Drug-related violence has long swept Mexico into chaos and turmoil. But this year’s brutal killings of political candidates sent shocking waves even with the normalization of violence there.
The bloodiest Mexico election in recent memory was marked by the killing of dozens of local candidates and more than 100 violent political events involving kidnappings, attempted murders, and attacks on family members, according to various reports.
The targeted killings included Jorge Huerta Cabrera, a candidate running for a seat council in Izucar de Matamoros. He was shot dead at a rally where his wife and a colleague were also wounded.
Days earlier in May, Alfredo Cabrera, a mayoral candidate in the state of Guerrero was gunned down. The same month, nine people were killed in two attacks against mayoral candidates in Chiapas.
The two leading female presidential candidates weren’t targeted or at least didn’t face attempts on their lives — thankfully.

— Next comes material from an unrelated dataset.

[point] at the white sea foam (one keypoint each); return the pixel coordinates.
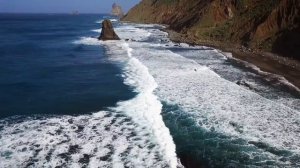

President-elect Claudia Sheinbaum, who will be sworn in on Oct. 1 as the country’s first female president, is widely expected to follow the policies and tactics of outgoing president Andrés Manuel Lopez Obrador, who has dismissed the violence as “sensationalism.”
In Mexico, like in so many other places in the world, the political violence is carried out deliberately by organized crime seeking to influence elections and ultimately seize a grip on government at all levels, experts have told media outlets.
Simply put, Mexico has normalized political assassinations, drug-related killings, kidnappings, and extortion.
Criminals and assassins seemingly go unpunished, blatantly taking control of certain towns and entire regions of the country where residents can’t tell the bad actors from the government.